Code Commitee changes criticised: 'Creating, not fixing problems'

The Code Committee may be creating more problems than it is solving with its new version of the Code of Professional Conduct for AFAs, a submission has warned.

Friday, February 26th 2016, 6:00AM

by Susan Edmunds

Submissions have now closed on the exposure draft of the new version of the code.

One of the most significant proposed changes is designed to make it easier for advisers to offer limited advice.

At present, many find their compliance requirements too cumbersome to offer advice to anyone who wants less than a full financial plan.

The Code Committee has proposed replacing the "transactional advice" concept with a wider "limited advice" idea in the code, with relief from the need to assess suitability of advice when it is requested on a particular product, without a transactional element.

But SiFA said in its submission that missed the point.

It said the code needed an entirely separate standard to cover situations where clients needed something less than a full comprehensive plan.

Murray Weatherston said the Code Committee did not seem to realise that need to assess suitability could apply to comprehensive advice and to limited advice. He said the same level of diligence would apply in both situations.

“Someone can want advice on limited things but still want advice that’s suitable.  [The change] allows clients to opt out of having suitability considered but that’s not the same issue,” he said.

“Our problem with the current definition of ‘transactional advice’ and the propose definition of ‘limited advice’ is that they both appear to be prescriptive for only one of the very many guises in which ‘less than comprehensive’ advice might arise.  It is understood that the code is ‘principles-based’ and a change to the prescriptive approach for this component alone has the potential to create unintended consequences.”

He said regulation needed to find a way to allow for customers to be given something less than a full financial plan.

“We suggest they put in a complete separate code standard to cover less than full advice. It would say that the consumer can get whatever he or she wants, the adviser can do whatever the client wants. Ethical requirements would still apply, suitability would be restricted to the objective the client is trying to meet in seeking the advice.”

Weatherston said the committee needed to convene a working party of people in the field to work towards a solution.
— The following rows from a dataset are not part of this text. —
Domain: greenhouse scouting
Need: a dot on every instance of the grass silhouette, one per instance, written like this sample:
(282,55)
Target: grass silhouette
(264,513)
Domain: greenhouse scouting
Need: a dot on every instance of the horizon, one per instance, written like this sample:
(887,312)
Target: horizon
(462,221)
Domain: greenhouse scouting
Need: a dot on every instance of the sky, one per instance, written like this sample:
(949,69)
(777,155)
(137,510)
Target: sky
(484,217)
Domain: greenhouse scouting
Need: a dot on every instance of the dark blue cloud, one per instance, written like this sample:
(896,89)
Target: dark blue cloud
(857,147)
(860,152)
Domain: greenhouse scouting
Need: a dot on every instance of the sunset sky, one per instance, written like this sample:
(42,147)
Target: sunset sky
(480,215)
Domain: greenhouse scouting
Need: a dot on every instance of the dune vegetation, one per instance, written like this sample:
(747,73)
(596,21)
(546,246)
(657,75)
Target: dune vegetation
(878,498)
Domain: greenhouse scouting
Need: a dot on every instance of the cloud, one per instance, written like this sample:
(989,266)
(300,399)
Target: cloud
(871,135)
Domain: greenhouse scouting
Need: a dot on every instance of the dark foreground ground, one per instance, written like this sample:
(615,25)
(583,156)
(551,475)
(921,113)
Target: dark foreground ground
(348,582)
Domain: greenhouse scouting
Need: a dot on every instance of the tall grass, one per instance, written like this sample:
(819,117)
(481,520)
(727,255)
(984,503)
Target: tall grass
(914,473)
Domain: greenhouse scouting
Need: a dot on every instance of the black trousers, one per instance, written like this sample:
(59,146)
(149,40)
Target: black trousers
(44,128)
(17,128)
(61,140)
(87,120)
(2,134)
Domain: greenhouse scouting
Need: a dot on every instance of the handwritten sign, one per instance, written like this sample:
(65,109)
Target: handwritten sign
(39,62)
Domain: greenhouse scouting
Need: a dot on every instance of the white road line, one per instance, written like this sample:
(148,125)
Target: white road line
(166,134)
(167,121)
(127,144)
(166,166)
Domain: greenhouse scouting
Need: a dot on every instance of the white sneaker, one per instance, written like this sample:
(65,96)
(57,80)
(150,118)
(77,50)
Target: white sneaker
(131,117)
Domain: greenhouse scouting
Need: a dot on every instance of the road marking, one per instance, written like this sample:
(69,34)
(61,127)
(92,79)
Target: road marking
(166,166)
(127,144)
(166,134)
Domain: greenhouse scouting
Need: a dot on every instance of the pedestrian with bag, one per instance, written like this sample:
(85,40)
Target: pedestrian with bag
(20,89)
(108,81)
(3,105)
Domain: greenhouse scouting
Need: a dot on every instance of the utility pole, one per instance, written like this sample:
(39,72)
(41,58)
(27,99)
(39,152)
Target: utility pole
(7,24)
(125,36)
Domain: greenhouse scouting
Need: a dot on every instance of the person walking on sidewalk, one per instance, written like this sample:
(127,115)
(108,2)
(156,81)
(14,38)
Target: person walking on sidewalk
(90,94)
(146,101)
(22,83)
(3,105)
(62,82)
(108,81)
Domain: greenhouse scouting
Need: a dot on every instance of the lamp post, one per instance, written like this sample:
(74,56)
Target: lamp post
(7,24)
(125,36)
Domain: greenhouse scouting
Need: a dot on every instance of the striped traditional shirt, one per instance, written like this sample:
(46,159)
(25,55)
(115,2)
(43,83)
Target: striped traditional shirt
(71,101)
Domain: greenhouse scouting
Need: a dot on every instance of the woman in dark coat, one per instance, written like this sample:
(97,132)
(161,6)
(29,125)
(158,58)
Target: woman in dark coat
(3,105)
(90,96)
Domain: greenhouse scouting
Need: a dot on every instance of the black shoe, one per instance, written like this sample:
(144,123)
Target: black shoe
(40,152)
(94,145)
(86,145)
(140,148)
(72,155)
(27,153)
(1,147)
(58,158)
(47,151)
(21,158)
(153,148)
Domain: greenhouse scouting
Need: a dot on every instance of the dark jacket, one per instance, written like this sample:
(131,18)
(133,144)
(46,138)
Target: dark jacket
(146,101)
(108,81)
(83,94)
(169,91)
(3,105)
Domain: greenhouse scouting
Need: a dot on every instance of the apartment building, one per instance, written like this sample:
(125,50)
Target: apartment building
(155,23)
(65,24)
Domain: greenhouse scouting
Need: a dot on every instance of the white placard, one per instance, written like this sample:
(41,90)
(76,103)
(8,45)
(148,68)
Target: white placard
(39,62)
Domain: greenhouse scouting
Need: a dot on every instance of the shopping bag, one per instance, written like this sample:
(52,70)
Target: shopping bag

He said he was not optimistic about the SiFA proposal being accepted but felt an attempt had to be made.  “I’m not going to die wondering what would have happened if I had tried to change inadequate policy. What we want is something that works for consumers and for advisers.”

SiFA also argued the proposed statement for an adviser offering limited advice: “if we had considered everything, we may have come to a different recommendation” was bizarre.

“Ask yourself how you as a client would respond if your lawyer, doctor, dentist, counsellor gave you such a statement. It hardly builds confidence for the client.”